A história de uma música: "GUD-BAI, AMERICA", Nautilus Pompilius

Uma canção cujo sucesso ainda é um mistério para Vyacheslav Butusov. Os membros da banda dizem que não adivinharam quando compuseram a "Last Letter" que, de fato, o verdadeiro hino da geração perestroika foi gravado. Em qualquer caso, essa parte da população, que então olhou para o Ocidente.

Essa música tem dois nomes. O segundo apareceu mais tarde, quando o grupo fez uma turnê pelos EUA, e um dos espectadores pediu para cantar a música “Good-bye, America”. Este nome e preso com a composição.

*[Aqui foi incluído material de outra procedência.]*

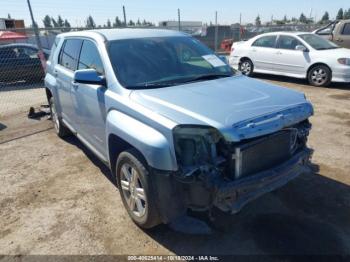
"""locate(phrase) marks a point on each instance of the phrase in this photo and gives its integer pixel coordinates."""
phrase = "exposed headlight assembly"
(344, 61)
(195, 145)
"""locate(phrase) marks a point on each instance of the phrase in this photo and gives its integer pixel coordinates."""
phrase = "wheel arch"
(123, 131)
(318, 64)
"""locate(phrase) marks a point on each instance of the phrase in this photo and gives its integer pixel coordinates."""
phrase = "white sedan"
(300, 55)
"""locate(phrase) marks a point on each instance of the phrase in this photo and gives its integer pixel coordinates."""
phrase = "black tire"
(319, 75)
(60, 128)
(133, 159)
(246, 66)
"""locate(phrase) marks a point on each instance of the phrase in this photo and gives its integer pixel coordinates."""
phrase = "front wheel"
(246, 67)
(320, 76)
(135, 187)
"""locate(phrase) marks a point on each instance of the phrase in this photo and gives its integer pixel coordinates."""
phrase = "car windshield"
(318, 42)
(164, 61)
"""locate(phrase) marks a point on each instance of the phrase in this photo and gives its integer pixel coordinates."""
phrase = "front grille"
(262, 154)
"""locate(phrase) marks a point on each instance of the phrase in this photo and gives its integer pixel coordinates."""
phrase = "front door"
(64, 73)
(261, 52)
(287, 59)
(88, 100)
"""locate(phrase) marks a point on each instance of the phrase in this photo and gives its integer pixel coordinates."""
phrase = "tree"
(47, 22)
(303, 19)
(325, 18)
(346, 14)
(109, 24)
(131, 23)
(55, 24)
(258, 21)
(60, 21)
(117, 22)
(90, 23)
(66, 24)
(340, 14)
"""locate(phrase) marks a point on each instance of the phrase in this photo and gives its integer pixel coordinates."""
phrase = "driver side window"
(266, 41)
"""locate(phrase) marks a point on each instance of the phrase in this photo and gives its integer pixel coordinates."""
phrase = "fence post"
(37, 37)
(216, 31)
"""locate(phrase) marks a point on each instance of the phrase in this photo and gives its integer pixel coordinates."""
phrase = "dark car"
(21, 62)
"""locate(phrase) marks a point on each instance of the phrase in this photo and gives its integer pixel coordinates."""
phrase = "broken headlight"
(195, 145)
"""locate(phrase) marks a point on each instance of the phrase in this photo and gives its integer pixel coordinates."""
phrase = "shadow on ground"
(310, 215)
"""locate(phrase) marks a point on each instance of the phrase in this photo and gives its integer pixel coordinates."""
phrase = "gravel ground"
(57, 198)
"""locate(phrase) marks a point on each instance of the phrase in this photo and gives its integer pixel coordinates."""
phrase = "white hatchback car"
(294, 54)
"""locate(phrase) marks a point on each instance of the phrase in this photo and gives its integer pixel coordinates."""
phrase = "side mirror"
(89, 76)
(223, 58)
(301, 48)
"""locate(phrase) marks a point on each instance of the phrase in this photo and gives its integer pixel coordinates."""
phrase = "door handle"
(75, 85)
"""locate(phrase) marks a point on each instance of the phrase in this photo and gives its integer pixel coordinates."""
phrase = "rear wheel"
(135, 187)
(320, 75)
(246, 67)
(60, 128)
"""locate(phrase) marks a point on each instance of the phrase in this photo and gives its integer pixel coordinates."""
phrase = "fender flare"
(152, 144)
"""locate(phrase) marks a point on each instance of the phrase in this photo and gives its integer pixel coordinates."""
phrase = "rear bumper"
(204, 194)
(341, 74)
(234, 196)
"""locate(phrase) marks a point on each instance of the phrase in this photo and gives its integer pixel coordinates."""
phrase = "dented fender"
(153, 144)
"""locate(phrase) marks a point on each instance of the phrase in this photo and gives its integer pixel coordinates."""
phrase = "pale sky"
(76, 11)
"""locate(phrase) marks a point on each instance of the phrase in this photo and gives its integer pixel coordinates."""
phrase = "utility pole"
(37, 38)
(124, 16)
(240, 26)
(216, 31)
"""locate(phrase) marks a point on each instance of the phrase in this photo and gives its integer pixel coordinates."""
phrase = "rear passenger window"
(288, 42)
(90, 57)
(70, 53)
(346, 30)
(266, 41)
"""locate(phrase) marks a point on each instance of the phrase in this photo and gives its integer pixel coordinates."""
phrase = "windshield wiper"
(207, 77)
(328, 48)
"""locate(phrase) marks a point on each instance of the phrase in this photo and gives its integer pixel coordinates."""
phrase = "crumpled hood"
(239, 107)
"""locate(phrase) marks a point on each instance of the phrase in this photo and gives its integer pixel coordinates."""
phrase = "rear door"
(262, 52)
(64, 73)
(342, 36)
(289, 60)
(88, 100)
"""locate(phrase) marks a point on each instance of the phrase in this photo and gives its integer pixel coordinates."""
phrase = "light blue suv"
(179, 129)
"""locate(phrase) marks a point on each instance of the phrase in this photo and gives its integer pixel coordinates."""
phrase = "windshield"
(164, 61)
(318, 42)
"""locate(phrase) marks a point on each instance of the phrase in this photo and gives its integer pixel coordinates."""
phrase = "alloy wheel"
(133, 190)
(319, 76)
(246, 68)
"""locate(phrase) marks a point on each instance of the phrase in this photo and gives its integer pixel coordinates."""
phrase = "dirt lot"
(57, 198)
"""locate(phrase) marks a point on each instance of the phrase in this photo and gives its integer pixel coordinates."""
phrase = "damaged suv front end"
(227, 169)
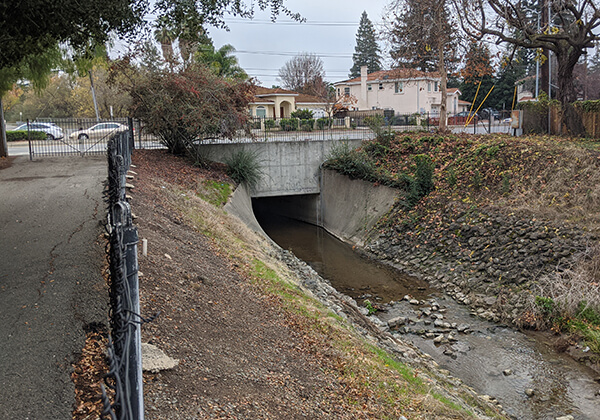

Canção de popularidade fornecida texto. O álbum "Prince of Silence" indica dois co-autores - Butusov e o baixista Dmitry Umetsky. O que exatamente é a sua contribuição para a "Última Carta" é difícil de dizer - o texto da composição não é muito complicado e muito curto. Mais tarde, Butusov explicou da seguinte forma: “Eu nem sequer entendia sobre o que estava escrevendo. Eu escrevi intuitivamente. Eu tive uma sensação desse tipo: naqueles tempos eu percebi a América como uma lenda, como um tipo de mito. O mito de que chegamos a nós mesmos, porque nós realmente não imaginamos o que estava lá. ”
Texto
Quando todas as músicas estão em silêncio,
Que eu não sei
No ar tart vai gritar
Meu último navio de papel
Adeus, América, oh, oh
Onde eu nunca estive
Adeus para sempre
Tome um banjo, jogue-me adeus
Eu me tornei muito pequeno
Seu jeans ralado
Nós fomos ensinados por tanto tempo
Ame seu fruto proibido
Adeus, América, oh, oh
Onde eu nunca serei
Vou ouvir uma música que vou lembrar para sempre?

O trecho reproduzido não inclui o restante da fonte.